Second, ultimately, the free market encourages innovation, cooperation, and leads to lower prices.
When Rob owned the entire pickle supply at my school, prices were outrageously high, innovation in the pickle market was effectively nil, and there was a “take it or leave it” mentality in the marketplace. When Sonia moved in, the market for pickles and other similar products exploded.
Rob, suddenly without a supply of Snak Pak Butterscotch Pudding, started to bring other things to lunch that he could trade for pudding. Instead of Rob’s three lousy dill pickles, a kid with pudding could get five Oreos and half a ham sandwich, a trade that never would have happened before Sonia joined the pickle trade market. The relative value of three dill pickles plummeted and consumers were able to get much more for much less.
Third, businesses in a free market are pressured by consumers to act fairly and to treat their consumers well.
As Rob learned, having a monopoly is a lot of fun so long as no one comes in and breaks up your good deal. But, once a new supplier shows up and starts offering consumers a better product at a better price, having once taken advantage of consumers can have a long-lasting, negative impact on your business. Even though Rob increased what he was willing to trade for pudding, I never went back to him.
Sonia was much nicer to do business with, not just because she had better product and a wider offering, but also because she had always treated me fairly. Consumers remember when suppliers take advantage of the market and jump to new sources as soon as someone else enters the market.
And, fourth, all these transactions happened without teachers, moms or other authorities getting involved and setting onerous rules.
Of course, had Rob decided that he was just going to take my pudding without trading, an authority figure would have stepped in and prevented him from doing so. That is, or should be, the role of our government in the free market.
Instead of creating rules that restrict trade, that curb innovation, and that prevent other suppliers from entering the market, government should use its authority to prevent unfair conditions from existing in the market that prevent fair competition from happening.
Think about Rob’s early position in the pickle supply market.
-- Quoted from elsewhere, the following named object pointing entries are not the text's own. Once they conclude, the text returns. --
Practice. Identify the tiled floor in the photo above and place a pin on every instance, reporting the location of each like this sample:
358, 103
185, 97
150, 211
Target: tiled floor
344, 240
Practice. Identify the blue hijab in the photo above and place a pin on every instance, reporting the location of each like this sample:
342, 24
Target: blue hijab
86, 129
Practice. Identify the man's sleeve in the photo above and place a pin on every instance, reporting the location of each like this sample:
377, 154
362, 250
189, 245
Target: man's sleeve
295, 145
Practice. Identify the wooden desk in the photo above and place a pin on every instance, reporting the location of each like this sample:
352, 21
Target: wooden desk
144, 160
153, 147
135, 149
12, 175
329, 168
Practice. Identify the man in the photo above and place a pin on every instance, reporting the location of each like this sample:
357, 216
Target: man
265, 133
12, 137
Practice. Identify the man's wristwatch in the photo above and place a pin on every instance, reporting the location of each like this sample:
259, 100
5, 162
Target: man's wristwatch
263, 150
If he had prevented Sonia from entering the business of supplying pickles by using force against her, that would have been a situation where government, this case in the form of a lunch lady, should have stepped in and prevented his act of aggression against Sonia.
If, on the other hand, the lunch lady in question had decided that her role was to influence the market by creating an artificial economy that met her sense of what’s fair (four pickles equals one tub of Snak Pak Butterscotch pudding, for example), the result of her interference would have created a series of unexpected consequences…
Perhaps Sonia would just pull out of the market, altogether.
Perhaps Rob would have had to restrict trades to days when he had saved up enough pickles to meet the new, government-mandated exchange rate of four.
Perhaps, out of rebellion, I would have dumped my Snak Pak Butterscotch Pudding in the water fountain, creating my own version of the Boston Tea Party, just with vile brown-grey paste, instead.
Ultimately, the unrestricted free market transactions that took place in the lunchroom of my middle school created a climate where both consumers and suppliers were satisfied with the results, where no one resented the power of the lunch lady and where everyone went to their next class with a stomach full of the things they wanted. And if that isn’t a great example of how the market should operate in a free and civil country, I don’t know what one is.